In [2]:
import pandas as pd
import numpy as np
from preprocessing import *
from sklearn.feature_extraction.text import TfidfVectorizer
from sklearn import model_selection, naive_bayes, svm
from sklearn.metrics import accuracy_score
from sklearn.preprocessing import LabelEncoder

# SVM with TF-IDF

In [8]:
##############For Training Data#####################
# Read the data from the csv file named 'preprocessedData.csv' arabic data
train = pd.read_csv('../Dataset/train.csv', encoding='utf-8')
# Perform the data preprocessing
train = clean_data(train)
# Unpack the data into text and stance
Train_X = train['text']
Train_Y = train['stance']

##############For Testing Data#####################
test = pd.read_csv('../Dataset/dev.csv', encoding='utf-8')
# Perform the data preprocessing
test = clean_data(test)
# Unpack the data into text, and stance
Test_X = test['text']
Test_Y = test['stance']
# Train_X, Test_X, Train_Y, Test_Y = model_selection.train_test_split(data['text'],data['stance'],test_size=0.3)


In [9]:
# Here we want to calculate the TF-IDF score for each word in the corpus

Tfidf_vect = TfidfVectorizer(max_features=27000)
Tfidf_vect.fit(train['text'])
Train_X_Tfidf = Tfidf_vect.transform(Train_X)
Test_X_Tfidf = Tfidf_vect.transform(Test_X)

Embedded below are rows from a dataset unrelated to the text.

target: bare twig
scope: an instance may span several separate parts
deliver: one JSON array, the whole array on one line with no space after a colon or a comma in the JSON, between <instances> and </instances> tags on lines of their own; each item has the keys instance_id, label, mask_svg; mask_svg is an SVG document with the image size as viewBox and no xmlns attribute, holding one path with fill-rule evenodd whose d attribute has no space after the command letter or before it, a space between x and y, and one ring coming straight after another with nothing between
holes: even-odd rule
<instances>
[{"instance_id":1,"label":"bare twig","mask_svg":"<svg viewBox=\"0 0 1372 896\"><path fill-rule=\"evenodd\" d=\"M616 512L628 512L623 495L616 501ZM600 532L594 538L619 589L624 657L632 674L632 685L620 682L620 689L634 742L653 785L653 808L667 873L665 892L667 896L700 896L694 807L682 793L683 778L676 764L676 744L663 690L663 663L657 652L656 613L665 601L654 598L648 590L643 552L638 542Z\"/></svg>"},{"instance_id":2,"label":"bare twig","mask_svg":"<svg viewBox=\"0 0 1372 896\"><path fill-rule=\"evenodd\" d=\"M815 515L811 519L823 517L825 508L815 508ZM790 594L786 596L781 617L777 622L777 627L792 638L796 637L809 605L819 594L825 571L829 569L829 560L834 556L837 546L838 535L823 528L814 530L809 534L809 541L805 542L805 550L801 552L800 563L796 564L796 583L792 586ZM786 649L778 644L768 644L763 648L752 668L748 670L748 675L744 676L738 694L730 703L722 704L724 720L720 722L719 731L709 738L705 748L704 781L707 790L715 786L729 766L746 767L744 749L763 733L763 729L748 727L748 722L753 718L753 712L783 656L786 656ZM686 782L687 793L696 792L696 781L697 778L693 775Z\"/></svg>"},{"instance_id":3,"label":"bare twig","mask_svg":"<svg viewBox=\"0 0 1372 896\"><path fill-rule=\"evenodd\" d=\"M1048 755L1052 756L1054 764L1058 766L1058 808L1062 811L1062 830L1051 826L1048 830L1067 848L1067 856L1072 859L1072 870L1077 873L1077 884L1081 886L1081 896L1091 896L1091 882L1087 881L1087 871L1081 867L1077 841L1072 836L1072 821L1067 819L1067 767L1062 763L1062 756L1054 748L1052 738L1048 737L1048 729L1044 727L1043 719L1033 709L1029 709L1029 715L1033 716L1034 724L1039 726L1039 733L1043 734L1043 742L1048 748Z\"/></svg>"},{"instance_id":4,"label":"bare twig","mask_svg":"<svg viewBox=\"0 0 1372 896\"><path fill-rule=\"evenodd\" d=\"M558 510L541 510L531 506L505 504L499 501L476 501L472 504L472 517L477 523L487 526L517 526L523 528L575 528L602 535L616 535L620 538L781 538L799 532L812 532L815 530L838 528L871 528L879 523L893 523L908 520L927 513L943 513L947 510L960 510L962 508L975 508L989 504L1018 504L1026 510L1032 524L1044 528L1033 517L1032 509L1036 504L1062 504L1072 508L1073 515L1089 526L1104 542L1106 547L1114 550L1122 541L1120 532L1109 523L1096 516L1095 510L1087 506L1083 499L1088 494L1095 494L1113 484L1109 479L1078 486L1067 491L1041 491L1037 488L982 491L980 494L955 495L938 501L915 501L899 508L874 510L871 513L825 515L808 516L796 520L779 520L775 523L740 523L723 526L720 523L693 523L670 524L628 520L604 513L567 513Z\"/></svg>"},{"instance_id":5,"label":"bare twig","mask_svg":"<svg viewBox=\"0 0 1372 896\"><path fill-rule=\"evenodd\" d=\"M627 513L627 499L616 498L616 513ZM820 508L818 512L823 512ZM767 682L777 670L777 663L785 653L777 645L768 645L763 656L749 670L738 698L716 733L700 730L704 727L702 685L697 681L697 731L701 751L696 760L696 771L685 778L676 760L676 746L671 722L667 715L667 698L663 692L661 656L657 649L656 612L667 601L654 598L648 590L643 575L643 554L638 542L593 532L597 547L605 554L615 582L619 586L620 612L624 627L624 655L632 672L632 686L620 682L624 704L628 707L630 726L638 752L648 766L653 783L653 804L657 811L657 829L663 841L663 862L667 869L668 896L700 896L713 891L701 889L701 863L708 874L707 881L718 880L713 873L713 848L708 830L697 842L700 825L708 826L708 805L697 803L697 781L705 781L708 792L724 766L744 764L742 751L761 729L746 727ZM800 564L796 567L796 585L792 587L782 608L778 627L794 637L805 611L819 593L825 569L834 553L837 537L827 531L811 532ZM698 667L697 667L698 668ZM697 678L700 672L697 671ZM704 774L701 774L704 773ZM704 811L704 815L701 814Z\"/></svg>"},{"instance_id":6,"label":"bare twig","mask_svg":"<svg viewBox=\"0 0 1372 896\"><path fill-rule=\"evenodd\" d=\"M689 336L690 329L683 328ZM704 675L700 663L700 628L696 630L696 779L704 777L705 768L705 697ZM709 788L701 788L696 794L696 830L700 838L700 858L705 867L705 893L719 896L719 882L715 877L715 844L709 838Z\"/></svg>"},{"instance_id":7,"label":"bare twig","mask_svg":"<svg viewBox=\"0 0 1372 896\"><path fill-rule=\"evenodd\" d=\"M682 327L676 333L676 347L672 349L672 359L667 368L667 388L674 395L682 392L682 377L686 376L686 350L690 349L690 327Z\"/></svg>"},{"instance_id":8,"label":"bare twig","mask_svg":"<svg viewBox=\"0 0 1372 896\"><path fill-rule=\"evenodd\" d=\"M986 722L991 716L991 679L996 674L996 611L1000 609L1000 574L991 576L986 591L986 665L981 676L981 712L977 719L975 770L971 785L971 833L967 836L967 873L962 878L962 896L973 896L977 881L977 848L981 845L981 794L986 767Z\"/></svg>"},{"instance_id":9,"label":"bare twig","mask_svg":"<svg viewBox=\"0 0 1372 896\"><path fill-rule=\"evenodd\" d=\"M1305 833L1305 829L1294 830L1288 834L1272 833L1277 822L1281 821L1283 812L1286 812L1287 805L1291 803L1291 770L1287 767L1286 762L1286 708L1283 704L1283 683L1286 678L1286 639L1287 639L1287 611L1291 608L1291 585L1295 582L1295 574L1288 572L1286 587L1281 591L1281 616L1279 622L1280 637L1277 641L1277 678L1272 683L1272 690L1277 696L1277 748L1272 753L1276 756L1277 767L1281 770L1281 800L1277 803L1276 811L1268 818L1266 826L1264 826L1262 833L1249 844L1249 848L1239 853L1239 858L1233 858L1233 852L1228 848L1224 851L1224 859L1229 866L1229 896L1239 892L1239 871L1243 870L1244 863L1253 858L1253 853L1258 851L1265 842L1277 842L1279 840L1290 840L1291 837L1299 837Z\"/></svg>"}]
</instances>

### Apply SMOTE to the training data to balance the classes

In [10]:
# Here we want to apply SMOTE to the data to balance the data against 3 classes
# check version number
import imblearn
print(imblearn.__version__)
# Count the number of each class
from collections import Counter
from imblearn.over_sampling import SMOTE
print(Counter(Train_Y))
# transform the dataset
oversample = SMOTE()
SMOTE_Train_X_Tfidf, SMOTE_Train_Y = oversample.fit_resample(Train_X_Tfidf, Train_Y)
print(Counter(SMOTE_Train_Y))


0.10.0
Counter({1: 5538, 0: 1012, -1: 438})
Counter({1: 5538, 0: 5538, -1: 5538})


### Train the model agains the unbalanced data

In [11]:
# Classifier - Algorithm - SVM
# fit the training dataset on the classifier
# What is the best kernel for SVM in the case of multi-class classification? - Quora
SVM = svm.SVC(C=1.0, kernel='linear', degree=3, gamma='auto')
SVM.fit(Train_X_Tfidf,Train_Y)
# predict the labels on validation dataset
predictions_SVM = SVM.predict(Test_X_Tfidf)
# Use accuracy_score function to get the accuracy
print("SVM Accuracy Score -> ",accuracy_score(predictions_SVM, Test_Y)*100)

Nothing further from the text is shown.